Le 17 octobre 2018, la Chambre des communes du Canada a mis en vigueur la Loi concernant le cannabis et modifiant la Loi réglementant certaines drogues et autres substances, le Code criminel et d’autres lois1, laquelle décriminalise la consommation de cannabis au Canada.
D’une part, bien que la Loi soit maintenant en vigueur, un syndicat demeure légitimé à adopter des règlements visant à interdire de fumer du cannabis dans les parties communes et parties communes à usage restreint d’une copropriété, et ce, à la majorité des voix des copropriétaires présents ou représentés à l’assemblée2.

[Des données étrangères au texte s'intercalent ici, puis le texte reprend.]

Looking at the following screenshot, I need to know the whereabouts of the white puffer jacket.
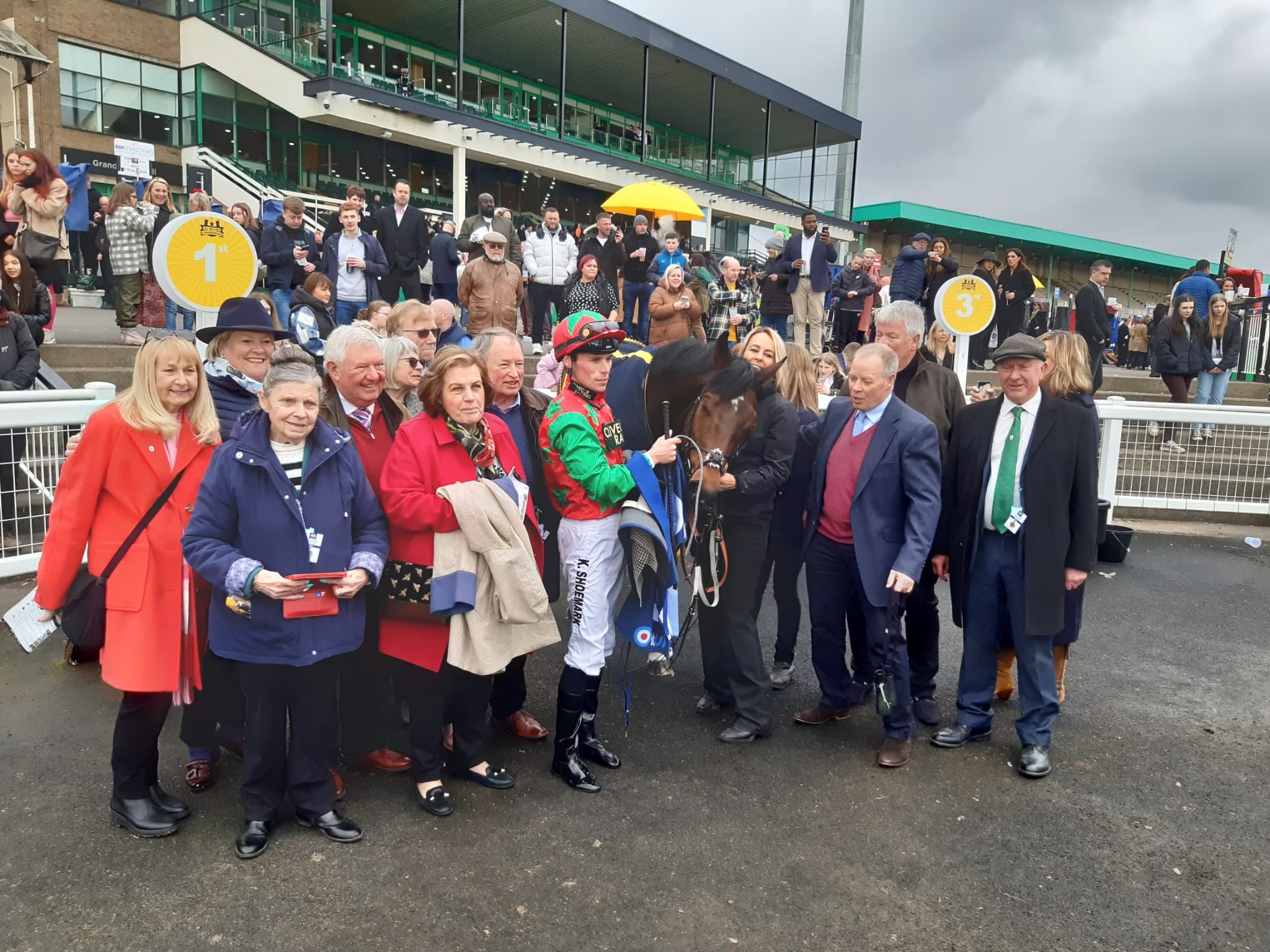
[525,224,578,284]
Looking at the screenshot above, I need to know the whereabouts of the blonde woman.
[996,330,1101,705]
[35,332,221,837]
[755,346,820,690]
[380,338,423,420]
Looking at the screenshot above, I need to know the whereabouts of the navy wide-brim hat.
[194,297,296,344]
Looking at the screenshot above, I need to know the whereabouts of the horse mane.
[649,338,758,400]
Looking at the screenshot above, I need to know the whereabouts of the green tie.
[992,406,1024,532]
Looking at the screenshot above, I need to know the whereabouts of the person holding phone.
[647,264,706,346]
[182,344,389,859]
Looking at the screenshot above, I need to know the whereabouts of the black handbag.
[61,470,185,651]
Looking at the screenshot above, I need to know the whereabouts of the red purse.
[282,573,347,618]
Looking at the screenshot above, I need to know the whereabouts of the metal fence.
[1097,397,1270,525]
[0,383,114,578]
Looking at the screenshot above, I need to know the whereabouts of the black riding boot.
[578,671,623,770]
[551,665,600,793]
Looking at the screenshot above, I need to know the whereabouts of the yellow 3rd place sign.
[154,212,259,311]
[935,274,997,334]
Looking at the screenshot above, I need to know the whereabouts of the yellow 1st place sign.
[935,274,997,334]
[154,212,259,311]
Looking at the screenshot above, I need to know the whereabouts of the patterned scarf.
[446,416,507,480]
[203,356,264,394]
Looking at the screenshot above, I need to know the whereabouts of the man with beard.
[458,229,525,335]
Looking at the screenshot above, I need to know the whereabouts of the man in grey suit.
[794,344,940,767]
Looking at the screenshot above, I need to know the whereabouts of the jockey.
[538,311,680,793]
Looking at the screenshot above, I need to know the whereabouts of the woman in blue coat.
[183,344,389,859]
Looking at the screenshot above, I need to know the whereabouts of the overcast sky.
[618,0,1270,270]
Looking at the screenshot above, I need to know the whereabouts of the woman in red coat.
[380,346,542,816]
[35,332,221,837]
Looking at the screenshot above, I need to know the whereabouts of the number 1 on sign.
[194,241,222,281]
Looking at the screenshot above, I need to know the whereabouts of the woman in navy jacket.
[183,344,389,859]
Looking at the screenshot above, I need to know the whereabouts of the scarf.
[446,416,507,480]
[203,356,264,394]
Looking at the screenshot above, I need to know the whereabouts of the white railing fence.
[1097,397,1270,515]
[0,383,114,578]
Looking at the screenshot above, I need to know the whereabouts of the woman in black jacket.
[0,247,53,346]
[922,237,960,327]
[697,327,797,744]
[0,307,39,555]
[1150,294,1204,454]
[997,247,1036,343]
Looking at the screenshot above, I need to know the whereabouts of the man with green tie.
[931,334,1097,778]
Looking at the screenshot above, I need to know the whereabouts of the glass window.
[57,43,102,76]
[102,53,141,85]
[141,62,177,93]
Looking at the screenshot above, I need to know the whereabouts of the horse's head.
[685,337,777,515]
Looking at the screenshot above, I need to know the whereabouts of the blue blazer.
[776,229,838,294]
[182,410,389,668]
[318,231,395,309]
[799,396,943,608]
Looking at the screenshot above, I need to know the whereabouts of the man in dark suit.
[376,179,429,305]
[1076,259,1111,394]
[794,344,940,767]
[777,211,838,354]
[931,334,1097,777]
[457,192,522,270]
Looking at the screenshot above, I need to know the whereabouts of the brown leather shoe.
[493,710,548,740]
[794,703,851,725]
[348,747,411,773]
[326,767,344,802]
[877,738,913,767]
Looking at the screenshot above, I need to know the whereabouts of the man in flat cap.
[931,334,1097,778]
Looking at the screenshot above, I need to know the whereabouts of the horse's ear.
[714,334,732,371]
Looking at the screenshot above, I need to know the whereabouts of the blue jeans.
[164,298,194,330]
[1191,371,1235,433]
[335,299,366,327]
[623,281,653,344]
[955,538,1059,745]
[761,314,790,340]
[269,288,295,327]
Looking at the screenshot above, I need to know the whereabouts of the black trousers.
[239,658,339,820]
[110,690,171,800]
[330,614,396,767]
[904,558,940,698]
[180,649,246,751]
[395,661,493,783]
[699,513,776,735]
[752,536,802,664]
[380,264,423,305]
[476,655,530,721]
[530,281,564,344]
[0,431,27,534]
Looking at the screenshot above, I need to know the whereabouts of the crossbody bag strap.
[98,467,188,581]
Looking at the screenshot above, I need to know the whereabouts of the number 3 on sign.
[194,241,223,281]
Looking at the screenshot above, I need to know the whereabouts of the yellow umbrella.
[601,182,706,221]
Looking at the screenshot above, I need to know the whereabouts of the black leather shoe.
[455,767,515,790]
[296,810,362,843]
[414,785,455,816]
[150,783,189,820]
[697,694,732,713]
[110,797,180,837]
[931,723,992,747]
[719,723,762,744]
[1018,744,1050,781]
[234,820,273,859]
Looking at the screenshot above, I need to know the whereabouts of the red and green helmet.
[551,311,626,361]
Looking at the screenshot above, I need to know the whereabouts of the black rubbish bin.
[1099,524,1133,562]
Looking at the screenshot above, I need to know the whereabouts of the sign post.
[154,212,260,348]
[935,274,997,394]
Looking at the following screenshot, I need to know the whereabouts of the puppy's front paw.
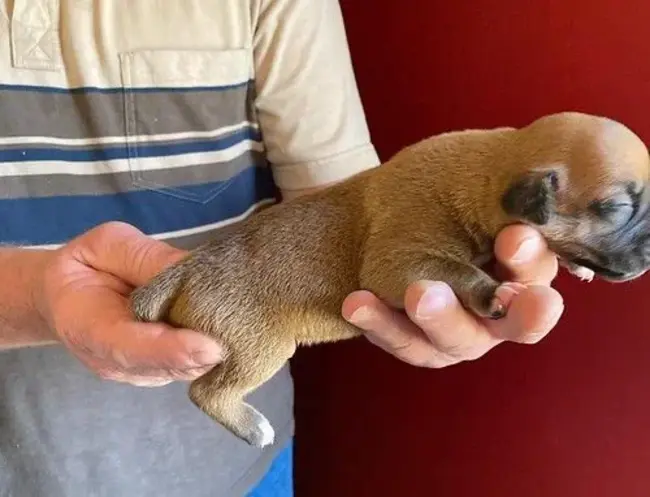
[469,283,525,319]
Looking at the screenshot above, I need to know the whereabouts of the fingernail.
[415,283,454,318]
[349,306,373,326]
[512,237,539,264]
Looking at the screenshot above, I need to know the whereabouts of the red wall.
[294,0,650,497]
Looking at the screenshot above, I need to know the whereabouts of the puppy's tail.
[130,263,185,322]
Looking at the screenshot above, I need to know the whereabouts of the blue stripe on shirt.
[0,127,262,162]
[0,167,276,245]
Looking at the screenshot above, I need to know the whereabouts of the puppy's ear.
[501,169,559,225]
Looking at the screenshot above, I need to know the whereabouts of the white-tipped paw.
[244,405,275,448]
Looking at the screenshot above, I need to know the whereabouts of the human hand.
[35,222,221,386]
[342,225,564,368]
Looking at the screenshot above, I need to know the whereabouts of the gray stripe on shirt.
[0,150,267,199]
[0,83,257,139]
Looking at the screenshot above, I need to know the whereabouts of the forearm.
[0,248,55,351]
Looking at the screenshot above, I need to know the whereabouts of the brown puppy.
[132,113,650,447]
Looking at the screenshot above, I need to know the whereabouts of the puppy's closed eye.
[589,197,634,226]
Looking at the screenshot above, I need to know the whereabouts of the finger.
[404,281,501,360]
[485,286,564,344]
[57,288,222,371]
[342,291,450,367]
[494,225,558,285]
[68,222,186,287]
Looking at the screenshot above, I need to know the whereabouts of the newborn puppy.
[132,112,650,447]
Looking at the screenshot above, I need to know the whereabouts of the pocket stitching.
[120,49,248,204]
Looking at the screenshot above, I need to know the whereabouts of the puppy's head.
[501,113,650,281]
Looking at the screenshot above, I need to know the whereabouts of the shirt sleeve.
[253,0,379,191]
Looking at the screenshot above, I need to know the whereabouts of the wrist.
[0,248,58,349]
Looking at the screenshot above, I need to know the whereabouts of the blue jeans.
[248,440,293,497]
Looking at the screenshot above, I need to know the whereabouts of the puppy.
[131,112,650,447]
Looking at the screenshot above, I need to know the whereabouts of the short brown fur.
[132,112,650,447]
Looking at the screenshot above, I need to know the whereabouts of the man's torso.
[0,0,293,497]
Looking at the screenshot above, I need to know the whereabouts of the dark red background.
[294,0,650,497]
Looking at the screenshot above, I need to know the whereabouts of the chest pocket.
[120,49,264,203]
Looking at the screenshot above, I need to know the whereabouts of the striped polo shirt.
[0,0,379,497]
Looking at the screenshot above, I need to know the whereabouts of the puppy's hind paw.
[472,283,526,319]
[241,404,275,448]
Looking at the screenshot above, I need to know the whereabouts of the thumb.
[67,222,187,287]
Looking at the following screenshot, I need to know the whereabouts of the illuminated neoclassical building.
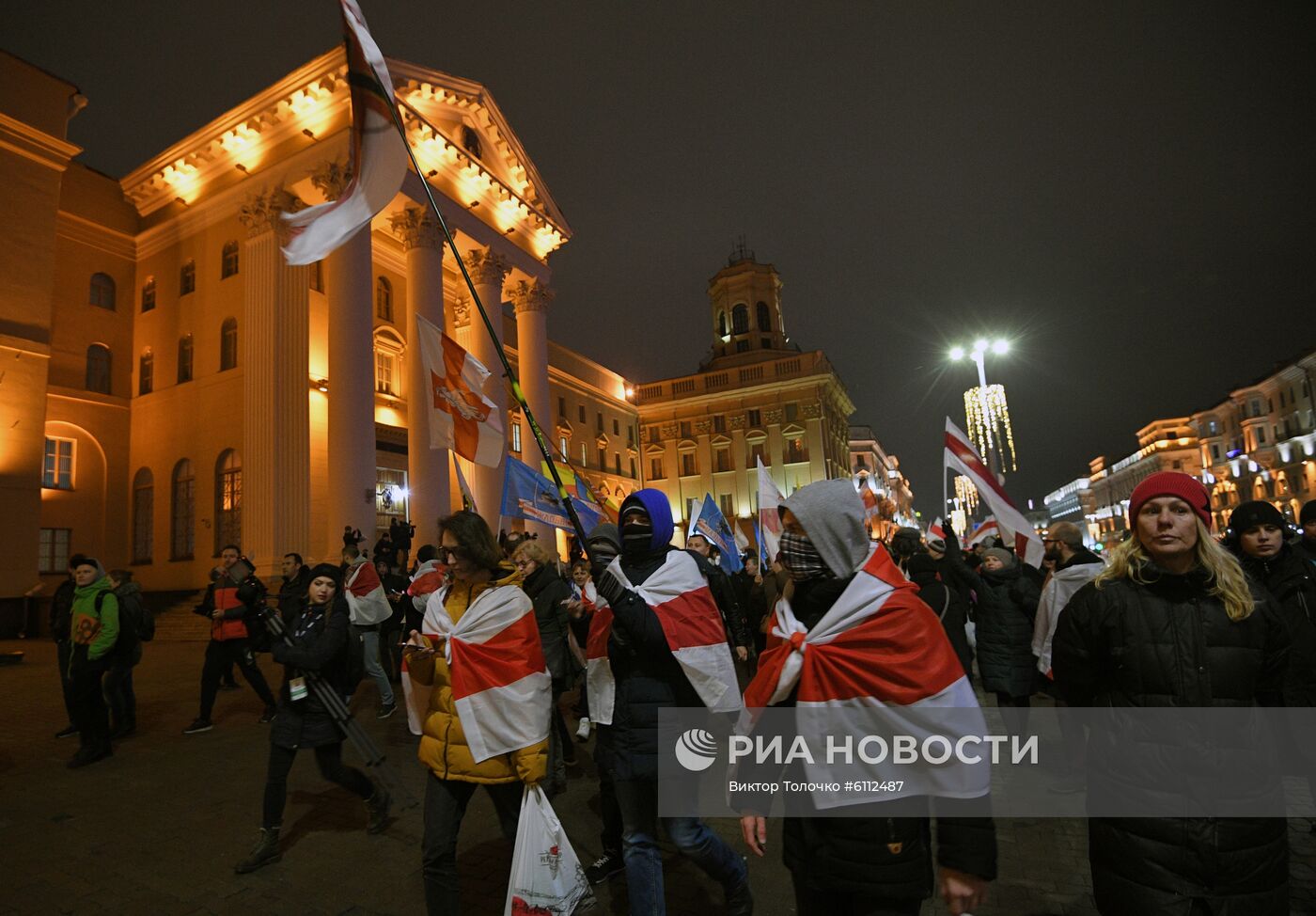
[0,50,641,600]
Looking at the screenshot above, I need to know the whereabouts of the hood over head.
[618,488,673,550]
[777,481,871,577]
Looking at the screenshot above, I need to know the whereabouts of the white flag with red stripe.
[586,550,741,725]
[283,0,408,264]
[741,545,990,808]
[343,557,394,626]
[422,586,553,764]
[401,560,447,734]
[945,418,1046,567]
[414,316,507,467]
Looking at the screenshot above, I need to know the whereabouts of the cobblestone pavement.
[0,641,1316,916]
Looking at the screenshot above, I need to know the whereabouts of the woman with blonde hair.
[1052,471,1289,916]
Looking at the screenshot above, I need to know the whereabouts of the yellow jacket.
[407,574,549,784]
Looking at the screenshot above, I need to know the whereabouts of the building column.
[466,248,512,536]
[239,187,310,576]
[508,280,555,544]
[391,207,453,544]
[310,164,378,558]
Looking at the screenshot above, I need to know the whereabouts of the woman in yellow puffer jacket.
[407,512,549,913]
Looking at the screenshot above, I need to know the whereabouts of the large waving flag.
[283,0,408,264]
[687,494,744,574]
[741,545,990,807]
[754,458,786,563]
[414,586,553,764]
[945,418,1045,567]
[586,550,742,722]
[501,457,603,531]
[411,314,507,467]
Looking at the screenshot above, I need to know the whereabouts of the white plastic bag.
[503,785,593,916]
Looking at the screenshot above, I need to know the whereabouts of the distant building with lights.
[1045,341,1316,544]
[634,247,854,533]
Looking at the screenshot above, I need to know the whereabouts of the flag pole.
[387,98,593,561]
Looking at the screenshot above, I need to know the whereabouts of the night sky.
[9,0,1316,514]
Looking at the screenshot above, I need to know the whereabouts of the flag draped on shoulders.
[283,0,408,264]
[421,586,553,764]
[945,418,1045,567]
[740,545,990,807]
[586,550,741,725]
[415,316,506,467]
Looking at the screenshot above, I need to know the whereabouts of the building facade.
[635,248,854,533]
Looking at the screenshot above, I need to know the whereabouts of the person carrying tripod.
[233,563,389,874]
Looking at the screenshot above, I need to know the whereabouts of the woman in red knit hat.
[1052,472,1289,916]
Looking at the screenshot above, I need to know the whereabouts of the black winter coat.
[978,562,1042,696]
[521,566,576,692]
[1238,544,1316,706]
[598,547,703,779]
[270,596,349,748]
[1052,564,1289,916]
[731,576,996,902]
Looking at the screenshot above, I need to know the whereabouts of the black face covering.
[621,512,654,554]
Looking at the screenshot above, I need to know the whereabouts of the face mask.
[779,531,832,582]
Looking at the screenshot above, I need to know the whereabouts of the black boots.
[233,827,283,876]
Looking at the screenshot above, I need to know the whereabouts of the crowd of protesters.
[36,472,1316,916]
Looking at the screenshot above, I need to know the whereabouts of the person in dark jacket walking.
[905,553,974,678]
[233,563,389,874]
[183,544,274,734]
[50,554,86,738]
[978,547,1041,734]
[731,481,996,916]
[595,490,754,916]
[512,541,579,797]
[1052,471,1289,916]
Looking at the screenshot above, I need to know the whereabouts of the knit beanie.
[1297,498,1316,525]
[1129,471,1211,530]
[1230,498,1284,534]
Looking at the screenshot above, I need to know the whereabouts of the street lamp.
[950,337,1019,470]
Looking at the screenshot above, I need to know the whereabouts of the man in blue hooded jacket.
[596,490,754,916]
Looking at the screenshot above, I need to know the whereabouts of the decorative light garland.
[955,474,978,514]
[964,385,1019,471]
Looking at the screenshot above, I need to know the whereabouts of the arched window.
[178,334,192,385]
[137,347,155,395]
[220,240,238,280]
[462,124,480,159]
[86,274,115,312]
[375,276,394,321]
[170,458,196,560]
[133,467,155,563]
[214,449,243,557]
[85,343,109,395]
[731,303,749,334]
[220,319,238,372]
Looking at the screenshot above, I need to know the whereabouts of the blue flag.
[694,494,744,574]
[503,455,603,534]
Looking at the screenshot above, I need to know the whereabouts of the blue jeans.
[352,625,394,705]
[616,779,749,916]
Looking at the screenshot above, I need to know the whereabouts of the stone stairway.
[155,593,211,642]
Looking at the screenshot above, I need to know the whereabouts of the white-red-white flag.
[945,418,1045,567]
[747,545,991,808]
[412,586,553,764]
[754,458,786,562]
[586,550,741,724]
[412,316,507,468]
[283,0,409,264]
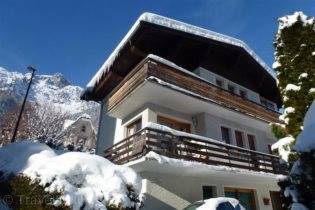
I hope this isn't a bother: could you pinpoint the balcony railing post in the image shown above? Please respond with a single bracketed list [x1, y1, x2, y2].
[104, 128, 282, 173]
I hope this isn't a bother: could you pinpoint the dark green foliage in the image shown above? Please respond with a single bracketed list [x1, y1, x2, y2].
[0, 174, 140, 210]
[271, 124, 287, 139]
[290, 151, 315, 209]
[272, 13, 315, 209]
[0, 175, 70, 210]
[274, 13, 315, 138]
[0, 175, 70, 210]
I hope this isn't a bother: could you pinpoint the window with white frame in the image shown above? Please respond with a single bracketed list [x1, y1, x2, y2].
[221, 126, 231, 144]
[228, 84, 236, 93]
[235, 130, 245, 148]
[247, 134, 256, 151]
[127, 118, 142, 137]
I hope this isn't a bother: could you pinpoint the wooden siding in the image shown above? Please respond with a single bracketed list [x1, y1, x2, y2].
[104, 128, 286, 174]
[108, 59, 279, 122]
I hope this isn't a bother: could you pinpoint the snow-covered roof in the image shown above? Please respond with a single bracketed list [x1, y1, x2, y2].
[87, 12, 276, 89]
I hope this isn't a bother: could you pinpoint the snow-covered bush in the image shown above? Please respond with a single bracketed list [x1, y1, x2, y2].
[0, 141, 141, 210]
[272, 12, 315, 210]
[272, 12, 315, 163]
[273, 12, 315, 141]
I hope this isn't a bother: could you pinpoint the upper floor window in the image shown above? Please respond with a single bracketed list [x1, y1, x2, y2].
[247, 134, 256, 150]
[228, 84, 235, 93]
[240, 89, 247, 99]
[221, 127, 231, 144]
[215, 78, 224, 88]
[235, 130, 244, 147]
[157, 116, 190, 133]
[202, 185, 216, 200]
[260, 97, 274, 109]
[127, 118, 142, 136]
[268, 144, 273, 155]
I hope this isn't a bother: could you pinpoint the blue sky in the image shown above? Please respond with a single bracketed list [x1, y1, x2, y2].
[0, 0, 315, 86]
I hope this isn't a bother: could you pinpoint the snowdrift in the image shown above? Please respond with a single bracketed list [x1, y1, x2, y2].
[0, 141, 141, 210]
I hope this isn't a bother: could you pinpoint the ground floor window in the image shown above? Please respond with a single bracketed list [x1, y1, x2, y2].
[224, 188, 256, 210]
[127, 118, 142, 137]
[202, 185, 216, 200]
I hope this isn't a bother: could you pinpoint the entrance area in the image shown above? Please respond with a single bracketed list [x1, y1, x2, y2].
[224, 187, 256, 210]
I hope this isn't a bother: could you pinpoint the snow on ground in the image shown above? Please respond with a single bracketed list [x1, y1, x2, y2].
[293, 101, 315, 152]
[0, 199, 10, 210]
[272, 61, 281, 69]
[285, 84, 301, 91]
[279, 12, 314, 30]
[291, 203, 309, 210]
[141, 151, 277, 179]
[271, 136, 294, 162]
[0, 141, 141, 210]
[196, 197, 245, 210]
[299, 72, 308, 80]
[308, 88, 315, 93]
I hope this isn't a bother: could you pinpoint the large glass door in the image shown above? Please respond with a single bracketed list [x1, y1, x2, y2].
[224, 188, 256, 210]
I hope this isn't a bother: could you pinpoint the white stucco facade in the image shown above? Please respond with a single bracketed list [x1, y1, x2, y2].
[97, 69, 279, 210]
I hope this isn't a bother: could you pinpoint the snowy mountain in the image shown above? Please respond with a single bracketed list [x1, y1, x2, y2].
[0, 67, 99, 124]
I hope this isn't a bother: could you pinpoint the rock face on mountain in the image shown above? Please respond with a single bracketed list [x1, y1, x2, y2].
[0, 67, 100, 128]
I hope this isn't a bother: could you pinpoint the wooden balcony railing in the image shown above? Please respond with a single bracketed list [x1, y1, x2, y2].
[107, 59, 279, 122]
[105, 128, 285, 174]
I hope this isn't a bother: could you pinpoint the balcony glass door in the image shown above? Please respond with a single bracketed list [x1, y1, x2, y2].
[224, 188, 256, 210]
[157, 116, 190, 133]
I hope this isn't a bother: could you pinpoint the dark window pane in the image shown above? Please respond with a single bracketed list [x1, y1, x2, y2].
[228, 85, 235, 93]
[240, 90, 247, 98]
[202, 186, 214, 200]
[247, 134, 256, 150]
[215, 79, 223, 88]
[221, 127, 231, 144]
[235, 131, 244, 147]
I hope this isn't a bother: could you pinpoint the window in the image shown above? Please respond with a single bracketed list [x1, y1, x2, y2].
[202, 186, 216, 200]
[215, 79, 224, 88]
[224, 187, 256, 210]
[127, 118, 142, 137]
[247, 134, 256, 150]
[221, 127, 231, 144]
[268, 144, 273, 155]
[235, 131, 244, 147]
[260, 97, 275, 110]
[157, 116, 190, 133]
[240, 89, 247, 99]
[228, 84, 235, 93]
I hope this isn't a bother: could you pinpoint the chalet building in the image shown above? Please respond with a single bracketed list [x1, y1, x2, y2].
[82, 13, 284, 210]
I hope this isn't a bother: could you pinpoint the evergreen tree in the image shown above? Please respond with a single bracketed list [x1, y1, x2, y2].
[272, 12, 315, 162]
[272, 12, 315, 210]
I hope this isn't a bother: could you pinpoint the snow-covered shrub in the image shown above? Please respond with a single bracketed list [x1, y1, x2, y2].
[272, 12, 315, 210]
[0, 141, 141, 210]
[273, 12, 315, 146]
[4, 175, 70, 210]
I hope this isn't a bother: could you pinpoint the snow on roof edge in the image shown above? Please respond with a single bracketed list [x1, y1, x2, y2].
[86, 12, 276, 89]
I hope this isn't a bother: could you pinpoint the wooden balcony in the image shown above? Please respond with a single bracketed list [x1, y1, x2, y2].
[107, 58, 279, 123]
[104, 128, 285, 174]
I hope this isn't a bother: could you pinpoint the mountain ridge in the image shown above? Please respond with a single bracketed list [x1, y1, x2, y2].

D’autre part, l’adoption d’un tel règlement pour les parties privatives d’une copropriété est encore possible, mais certaines mises en garde s’imposent quant au contenu d’un tel règlement.
En effet, avant l’entrée en vigueur de la Loi et, donc, avant la décriminalisation du cannabis, aucun copropriétaire ne pouvait prétendre avoir le droit de fumer du cannabis dans sa partie privative, sous réserve des copropriétaires (ou des locataires ou des occupants) qui consommaient, dans leur partie privative, du cannabis à des fins médicales ou thérapeutiques.
À l’heure actuelle, soit à la suite de la décriminalisation de la consommation du cannabis au Canada, le syndicat devra composer avec la réalité de l’article 1102 du Code civil du Québec, lequel se lit comme suit (nous ajoutons les soulignements) :
« 1102 Est sans effet toute décision du syndicat qui, à l’encontre de la déclaration de copropriété, impose au copropriétaire une modification à la valeur relative de sa fraction, à la destination de sa partie privative ou à l’usage qu’il peut en faire. »
Par exemple, si la déclaration de copropriété, au moment de sa publication, n’interdit pas aux copropriétaires de fumer du cannabis dans leur partie privative et que, par décision de l’assemblée, est adopté un règlement qui l’interdit, cette décision impose aux copropriétaires, à l’encontre de la déclaration de copropriété, une modification à l’usage qu’ils peuvent faire de leur partie privative. Un tel règlement pourrait ainsi être déclaré inopposable à un copropriétaire qui fumait du cannabis dans sa partie privative avant que l’assemblée ne l’interdise.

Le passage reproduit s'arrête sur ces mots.